なので、それ以後もずっとことあるごとに会っていたのは知っていた。

 

女と対峙したあの日はすべて録音し、文字にして弁護士に提出をした。

元旦那は「慰謝料いくら請求する気だ、俺にもするのか?」と

金の心配ばかりしていた。

「あなたに話す気はないし、私が女に請求しようとどうしようと、関係ないでしょ」

と話すと、「もう終わったって言ってるだろ!!!(真っ赤な嘘)」

「いつまで疑うんだ!もう会ってないし、いいだろ!」とキレる暴れる。

(これも学び済みな不倫脳の行動の一つ)

 

後々、このころ、毎日のように「いくら請求されて、どのぐらい減額できるのか」

を自分たちの弁護士と相談しまくっていたらしい。

請求額が決まるまでは「会っていない」と言い切れと。→ずっと会ってたが。

誓約書も弁護士が見て、定型文を張り付けてきた。

 

あれからもずっと会っていたのは、よくよくわかっていた。

携帯を絶対に見せない(常に抱えていた)、ロックはかけたまま、

カバンの中にまあいろいろと証拠がありました・・・。

「全く会ってないなら、携帯を見せてよ」というと暴れ、殴られる。

しまいには、

「お前だって昔の男を追っかけてただろ、子供だって俺の子じゃないだろ!」

「お前も好きなやつと一緒になれるだろ、俺のことなんか好きじゃなかっただろ」

と飲んでは支離滅裂な暴言を振りかざす。
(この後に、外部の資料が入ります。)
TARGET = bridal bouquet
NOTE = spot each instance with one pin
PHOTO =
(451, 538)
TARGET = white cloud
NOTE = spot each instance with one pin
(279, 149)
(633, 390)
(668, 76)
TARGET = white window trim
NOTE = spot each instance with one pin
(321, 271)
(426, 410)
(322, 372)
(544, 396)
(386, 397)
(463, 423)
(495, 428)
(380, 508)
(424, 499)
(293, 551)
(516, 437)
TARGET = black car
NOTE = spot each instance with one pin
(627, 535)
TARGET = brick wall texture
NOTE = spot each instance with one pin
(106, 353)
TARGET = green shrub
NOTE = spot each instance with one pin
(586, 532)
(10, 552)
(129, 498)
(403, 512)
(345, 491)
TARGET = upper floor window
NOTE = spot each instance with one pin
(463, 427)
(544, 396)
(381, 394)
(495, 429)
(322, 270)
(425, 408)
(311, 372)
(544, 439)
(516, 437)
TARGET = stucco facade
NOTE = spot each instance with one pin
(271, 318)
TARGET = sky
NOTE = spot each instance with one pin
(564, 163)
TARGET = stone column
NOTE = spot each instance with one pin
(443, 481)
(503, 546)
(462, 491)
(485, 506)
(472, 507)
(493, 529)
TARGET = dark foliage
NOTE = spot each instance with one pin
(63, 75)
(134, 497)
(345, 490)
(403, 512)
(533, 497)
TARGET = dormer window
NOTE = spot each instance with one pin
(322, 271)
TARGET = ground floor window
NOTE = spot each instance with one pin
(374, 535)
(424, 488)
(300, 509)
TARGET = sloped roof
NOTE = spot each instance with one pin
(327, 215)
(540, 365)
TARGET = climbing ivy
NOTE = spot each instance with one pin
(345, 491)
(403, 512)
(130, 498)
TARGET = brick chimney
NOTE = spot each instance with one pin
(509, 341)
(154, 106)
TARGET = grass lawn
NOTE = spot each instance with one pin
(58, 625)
しかも子供たちの前で。

青あざができるほど突き飛ばされた。

 

子供たちも夜な夜な夫婦喧嘩を見せられ、「俺の子供じゃない、子供なんてうざい、要らない、自由になりたい!」などなど聞かされ、相当傷ついたと思う。

 

子供には本当に申し訳ないとしか言えない。

大好きだった父親の豹変した姿を、声を潜めて聞くことになっていた時期。

母親が、躍起になって父親を問い詰めて殴られるのを見ていた・・・。

いやだったに違いない。

 

だから、「もう、離婚していいよ。あんなお父さん、一緒に暮らすなんて無理だよ」

と子供たちが最終的に私の背中を押してくれたのだが。

子供たちにとってもつらい日々だったと思う。

 

断じていうが、子供たち3人は紛れもなく、元旦那の子供で。

この女が現れるまで(単身赴任がそのころ始まった)はとてもいい父であり、

とてもいい旦那だったことは間違いないのだ。